Praxis-EDV

Der E-Arztbrief gewinnt an Fahrt

In Nordrhein tauschen immer mehr Praxen Daten mit Kollegen via D2D-Plattform aus. Das Besondere dabei: Die Ärzte nutzen bereits die elektronische Stapelsignatur.

Veröffentlicht: 13.05.2012, 10:27 Uhr

Die Plattform Doctor-2-Doctor - mit einem Lächeln.

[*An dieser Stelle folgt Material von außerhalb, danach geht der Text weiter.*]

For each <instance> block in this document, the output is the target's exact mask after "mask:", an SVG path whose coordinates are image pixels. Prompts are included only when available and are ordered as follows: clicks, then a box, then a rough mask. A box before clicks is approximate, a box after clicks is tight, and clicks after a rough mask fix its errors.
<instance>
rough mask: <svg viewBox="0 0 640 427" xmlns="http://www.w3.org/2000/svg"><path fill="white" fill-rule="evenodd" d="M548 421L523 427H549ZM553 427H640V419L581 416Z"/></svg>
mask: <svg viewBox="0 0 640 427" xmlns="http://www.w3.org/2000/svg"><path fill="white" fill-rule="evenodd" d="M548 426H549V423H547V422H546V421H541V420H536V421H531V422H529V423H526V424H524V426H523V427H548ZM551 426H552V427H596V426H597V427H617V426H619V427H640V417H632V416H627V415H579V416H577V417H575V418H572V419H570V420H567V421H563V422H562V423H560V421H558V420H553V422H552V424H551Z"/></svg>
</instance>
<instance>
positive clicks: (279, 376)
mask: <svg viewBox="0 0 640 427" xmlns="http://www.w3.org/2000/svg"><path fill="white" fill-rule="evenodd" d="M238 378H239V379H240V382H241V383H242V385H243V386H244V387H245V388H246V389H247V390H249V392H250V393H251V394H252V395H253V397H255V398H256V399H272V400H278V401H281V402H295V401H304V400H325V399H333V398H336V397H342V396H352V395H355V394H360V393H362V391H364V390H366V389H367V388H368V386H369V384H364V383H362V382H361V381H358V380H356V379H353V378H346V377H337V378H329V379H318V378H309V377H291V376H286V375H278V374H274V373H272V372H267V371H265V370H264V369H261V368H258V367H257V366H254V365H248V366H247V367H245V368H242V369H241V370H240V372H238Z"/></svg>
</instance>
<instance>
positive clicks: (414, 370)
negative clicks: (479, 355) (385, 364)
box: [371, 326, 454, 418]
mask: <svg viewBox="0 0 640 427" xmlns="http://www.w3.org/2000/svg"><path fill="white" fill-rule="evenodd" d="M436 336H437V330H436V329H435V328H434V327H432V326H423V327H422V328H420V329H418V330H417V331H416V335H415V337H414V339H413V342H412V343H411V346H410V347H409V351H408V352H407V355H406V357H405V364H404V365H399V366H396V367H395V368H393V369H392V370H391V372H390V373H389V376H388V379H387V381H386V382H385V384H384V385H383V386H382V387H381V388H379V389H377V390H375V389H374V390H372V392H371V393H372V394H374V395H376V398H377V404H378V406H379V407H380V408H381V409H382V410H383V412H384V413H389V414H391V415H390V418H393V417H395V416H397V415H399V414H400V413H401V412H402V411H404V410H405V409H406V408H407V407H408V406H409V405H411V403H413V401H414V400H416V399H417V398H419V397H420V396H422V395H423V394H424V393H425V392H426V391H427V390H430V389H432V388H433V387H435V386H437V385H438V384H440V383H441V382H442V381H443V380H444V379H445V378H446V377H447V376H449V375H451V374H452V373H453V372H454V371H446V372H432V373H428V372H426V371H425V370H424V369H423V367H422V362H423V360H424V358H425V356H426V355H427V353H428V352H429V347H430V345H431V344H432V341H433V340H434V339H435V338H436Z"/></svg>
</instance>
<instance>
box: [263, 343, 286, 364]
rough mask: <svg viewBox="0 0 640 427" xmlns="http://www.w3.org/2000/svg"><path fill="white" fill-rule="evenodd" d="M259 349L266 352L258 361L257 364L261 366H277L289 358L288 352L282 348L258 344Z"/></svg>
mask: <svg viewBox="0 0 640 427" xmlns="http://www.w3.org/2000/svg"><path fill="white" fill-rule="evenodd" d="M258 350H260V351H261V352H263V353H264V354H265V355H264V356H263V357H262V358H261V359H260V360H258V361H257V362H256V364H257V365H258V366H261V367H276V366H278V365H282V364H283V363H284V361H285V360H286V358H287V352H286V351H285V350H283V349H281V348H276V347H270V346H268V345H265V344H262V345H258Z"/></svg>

KÖLN (iss). Im rheinischen Düren gewinnt die Arbeit mit dem strukturierten elektronischen Arztbrief an Fahrt. Während Ende 2011 gerade einmal 33 Dokumente über die D2D-Telematikplattform verschickt worden waren, lag ihre Zahl Ende März bereits bei knapp 800.

Die Besonderheit in Düren: "Hier setzen die Ärzte zum ersten Mal im Echtbetrieb die qualifizierte elektronische Signatur ein", sagt Gilbert Mohr, Leiter der Stabsstelle IT in der Praxis der KV Nordrhein. "Wir beweisen, dass es funktioniert", sagt er der "Ärzte Zeitung".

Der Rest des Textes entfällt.